Too many HTTP requests with status 5xx (> 5%) on server {{ $labels.server }}

Alert Rule

alert: HaproxyHighHttp5xxErrorRateServer
annotations:
  description: |-
    Too many HTTP requests with status 5xx (&gt; 5%) on server {{ $labels.server }}
      VALUE = {{ $value }}
      LABELS = {{ $labels }}    
  runbook: https://srerun.github.io/prometheus-alerts/runbooks/haproxy-exporter-v1/haproxyhighhttp5xxerrorrateserver/
  summary: HAProxy high HTTP 5xx error rate server (instance {{ $labels.instance }})
expr: sum by (server) (rate(haproxy_server_http_responses_total{code=&#34;5xx&#34;}[1m]) *
  100) / sum by (server) (rate(haproxy_server_http_responses_total[1m])) &gt; 5
for: 1m
labels:
  severity: critical

Here is a runbook for the Prometheus alert rule HaproxyHighHttp5xxErrorRateServer:

Meaning #

The HaproxyHighHttp5xxErrorRateServer alert is triggered when the rate of HTTP requests with a 5xx status code on a specific HAProxy server exceeds 5% of the total HTTP requests on that server.

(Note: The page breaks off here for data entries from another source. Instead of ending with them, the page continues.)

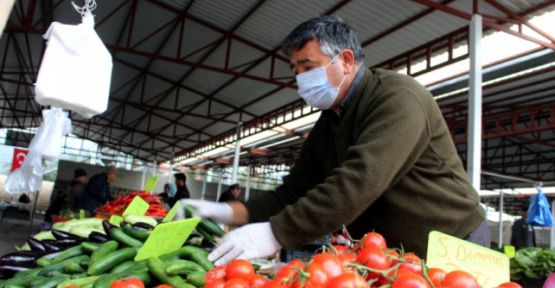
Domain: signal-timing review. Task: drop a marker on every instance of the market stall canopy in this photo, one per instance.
(185, 72)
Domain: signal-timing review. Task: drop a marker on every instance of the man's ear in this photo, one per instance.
(348, 57)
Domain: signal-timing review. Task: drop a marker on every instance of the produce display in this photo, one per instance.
(94, 253)
(117, 206)
(369, 263)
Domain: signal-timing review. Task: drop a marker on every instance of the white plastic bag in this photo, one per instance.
(76, 69)
(46, 145)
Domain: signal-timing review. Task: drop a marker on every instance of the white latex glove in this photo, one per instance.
(219, 212)
(248, 242)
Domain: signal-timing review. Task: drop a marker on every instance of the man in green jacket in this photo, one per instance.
(380, 158)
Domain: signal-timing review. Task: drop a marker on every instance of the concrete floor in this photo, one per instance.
(15, 232)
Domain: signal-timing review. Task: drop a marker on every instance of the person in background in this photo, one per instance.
(169, 193)
(97, 192)
(522, 233)
(182, 190)
(379, 158)
(232, 193)
(76, 188)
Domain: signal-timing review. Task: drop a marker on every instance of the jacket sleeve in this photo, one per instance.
(303, 176)
(391, 136)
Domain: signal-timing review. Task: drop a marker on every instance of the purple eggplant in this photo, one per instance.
(51, 246)
(35, 244)
(8, 269)
(62, 235)
(22, 256)
(107, 227)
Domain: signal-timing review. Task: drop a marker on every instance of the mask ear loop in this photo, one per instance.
(87, 8)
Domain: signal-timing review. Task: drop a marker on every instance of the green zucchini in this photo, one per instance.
(104, 249)
(156, 268)
(120, 236)
(180, 266)
(89, 246)
(111, 260)
(136, 233)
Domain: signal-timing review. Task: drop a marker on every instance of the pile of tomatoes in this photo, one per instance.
(369, 263)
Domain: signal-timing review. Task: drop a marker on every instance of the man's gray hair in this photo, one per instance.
(333, 34)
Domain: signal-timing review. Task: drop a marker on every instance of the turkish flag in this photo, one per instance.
(19, 155)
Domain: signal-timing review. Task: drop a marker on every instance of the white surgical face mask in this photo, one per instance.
(315, 88)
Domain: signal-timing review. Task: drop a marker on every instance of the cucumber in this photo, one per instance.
(66, 254)
(196, 278)
(58, 267)
(180, 266)
(156, 268)
(104, 249)
(202, 260)
(138, 218)
(73, 267)
(111, 260)
(89, 246)
(136, 233)
(48, 282)
(120, 236)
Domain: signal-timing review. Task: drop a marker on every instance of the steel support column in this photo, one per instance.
(237, 152)
(475, 103)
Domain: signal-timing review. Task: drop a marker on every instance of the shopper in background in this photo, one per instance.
(380, 158)
(97, 192)
(169, 193)
(232, 193)
(523, 233)
(75, 189)
(182, 190)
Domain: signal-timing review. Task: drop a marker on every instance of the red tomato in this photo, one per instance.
(239, 268)
(509, 285)
(258, 281)
(460, 279)
(236, 283)
(330, 263)
(318, 276)
(347, 258)
(373, 239)
(275, 284)
(290, 271)
(128, 283)
(340, 249)
(216, 273)
(374, 257)
(436, 275)
(216, 283)
(347, 280)
(410, 280)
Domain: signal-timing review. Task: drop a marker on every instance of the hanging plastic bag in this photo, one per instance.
(539, 212)
(76, 69)
(45, 145)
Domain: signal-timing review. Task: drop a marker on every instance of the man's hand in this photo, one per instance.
(247, 242)
(219, 212)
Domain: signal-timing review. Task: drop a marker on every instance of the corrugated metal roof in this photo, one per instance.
(151, 84)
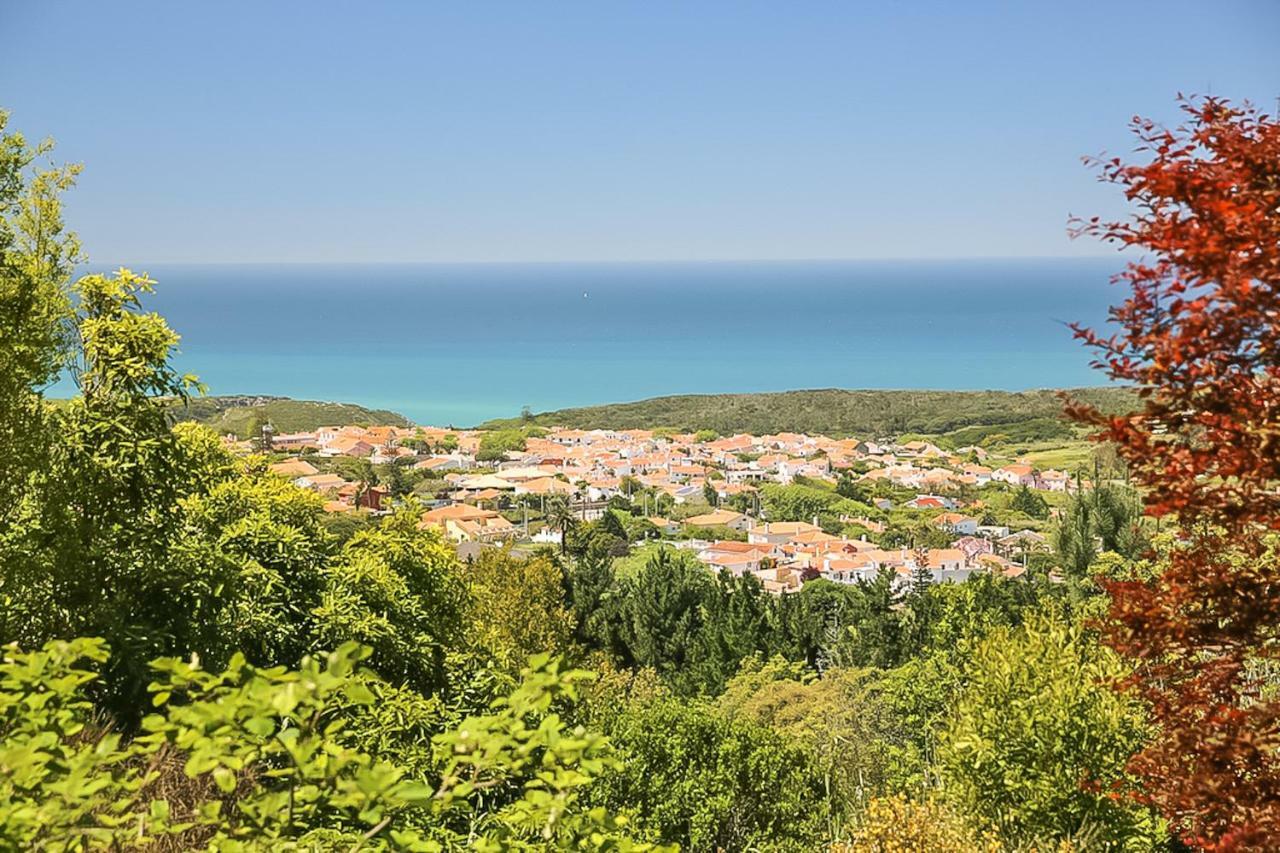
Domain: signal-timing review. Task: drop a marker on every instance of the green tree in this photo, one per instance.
(494, 445)
(37, 256)
(561, 518)
(1029, 502)
(663, 612)
(707, 783)
(1038, 739)
(517, 607)
(1106, 518)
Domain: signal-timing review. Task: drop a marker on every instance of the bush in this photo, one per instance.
(900, 825)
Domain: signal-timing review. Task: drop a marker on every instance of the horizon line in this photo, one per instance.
(602, 261)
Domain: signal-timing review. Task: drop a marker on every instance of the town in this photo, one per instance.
(785, 507)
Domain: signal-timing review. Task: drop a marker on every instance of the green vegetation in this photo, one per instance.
(195, 657)
(245, 416)
(1022, 415)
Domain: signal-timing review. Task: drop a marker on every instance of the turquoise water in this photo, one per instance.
(457, 343)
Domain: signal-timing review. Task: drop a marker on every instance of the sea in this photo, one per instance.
(461, 343)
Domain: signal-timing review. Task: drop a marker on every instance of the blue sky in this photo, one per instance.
(604, 131)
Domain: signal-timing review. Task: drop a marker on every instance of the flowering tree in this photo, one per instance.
(1200, 338)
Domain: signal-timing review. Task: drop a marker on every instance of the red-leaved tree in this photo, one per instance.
(1198, 337)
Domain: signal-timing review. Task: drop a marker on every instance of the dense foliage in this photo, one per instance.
(196, 657)
(841, 413)
(1198, 334)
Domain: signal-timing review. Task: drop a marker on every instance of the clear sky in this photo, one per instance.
(606, 131)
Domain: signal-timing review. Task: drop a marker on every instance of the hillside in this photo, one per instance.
(245, 415)
(832, 411)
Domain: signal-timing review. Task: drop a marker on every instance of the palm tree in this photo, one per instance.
(560, 516)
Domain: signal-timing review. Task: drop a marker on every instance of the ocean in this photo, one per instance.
(458, 343)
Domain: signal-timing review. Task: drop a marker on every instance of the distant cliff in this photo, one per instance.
(833, 411)
(245, 415)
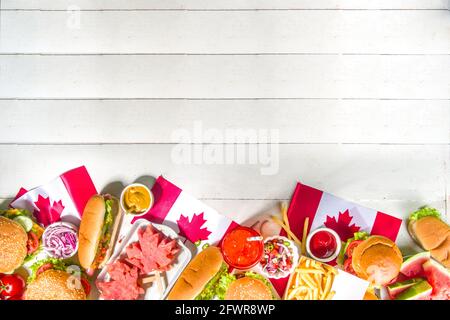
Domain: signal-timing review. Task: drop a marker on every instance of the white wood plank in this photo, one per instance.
(173, 76)
(248, 212)
(298, 121)
(394, 32)
(363, 172)
(229, 4)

This indicates a high error rate for the server, which can impact the overall availability and performance of the application.

Impact #

High error rates can lead to a poor user experience, resulting in decreased customer satisfaction and potential revenue loss.
The increased error rate may indicate underlying issues with the application or backend services, which can lead to further escalation and downtime if left unaddressed.
The alert may trigger unnecessary escalations and notifications to teams, causing fatigue and decreasing the overall effectiveness of the monitoring system.

Diagnosis #

To diagnose the issue, follow these steps:

Check the HAProxy server logs for errors and exceptions related to the 5xx status code.
Investigate the backend services and application logs for errors and exceptions that may be contributing to the high error rate.
Verify that the HAProxy server is properly configured and that there are no issues with the load balancing or routing.
Check the system resources (e.g., CPU, memory, disk usage) to ensure that the server is not experiencing any resource constraints.

Mitigation #

To mitigate the issue, follow these steps:

Identify and address the root cause of the high error rate, whether it’s an issue with the application, backend services, or HAProxy configuration.
Implement temporary mitigations, such as redirecting traffic to alternative servers or implementing rate limiting, to reduce the impact on users.
Perform a rolling restart of the HAProxy server to ensure that the issue is not related to a specific process or thread.
Consider implementing additional error handling and retry mechanisms to improve the overall resilience of the application.

If the issue persists, please refer to the HAProxy documentation and Prometheus documentation for further guidance.